In the world of running people say one particular acronym more than anything else. Two simple letters that when put together mean a hell of a lot to runners around the world. When people talk about world records they talk about one number. One universal explanation of humans at the peak of what’s possible. It’s amazing, it is for the majority of us, an unattainable phenomenon. A tale that sits up there with Arthurian legend.
But the PB is different. To anyone other than you it doesn’t actually mean a great deal. Yes, every seasoned runner has a predefined set of targets in their head; the sub-3 hour marathon, the sub-40 10k or the 4-minute mile. Goals set by the running world for benchmarks. Targets that denote some sort of elusive club. People use them in their Twitter bios, defining their position in the running community. But for most of us, a PB isn’t a level of comparison with other people. They’re about us and us alone.
When you stand at the start of a race, looking around at the collection of other runners. You can estimate how fast they are based on body shape and size. You can make assumptions about the kit they’re wearing that they take it seriously. That they’re probably pretty fast or that it’s their first race. Sometimes you may be right, body shape and size does have an effect on running ability. But a lot of the time you’ll be wrong.

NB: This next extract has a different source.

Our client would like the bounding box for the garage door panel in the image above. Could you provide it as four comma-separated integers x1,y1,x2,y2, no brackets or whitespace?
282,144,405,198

A person’s PB – as in a non athlete – is not a reflection of their ability to run or cycle or lift a weight. Yes, a top athlete is heavily focussed on athletic performance, true. But real people. They have a lot of other stuff going on. A personal measure of an achievement. It’s about bettering yourself whilst taking everything else about life into consideration. A combination of genetics, emotion, health, drive, ambition and responsibility. When someone finishes a race ten seconds quicker than the last time and a smile pops up on their face, it’s not just because they’ve done better. It’s not just because their training has paid off. It’s because in the vast spectrum of life they can stand there and say that with everything going on, they’re getting better. They’re headed in the right direction.
A PB isn’t just a number. It’s not just a way to compare yourself with the other runners. It’s a health check, a quantifiable measure of progression. A simple, undeniable way of saying that, no matter what’s going on in our lives, we’re doing something right. We’re moving forward.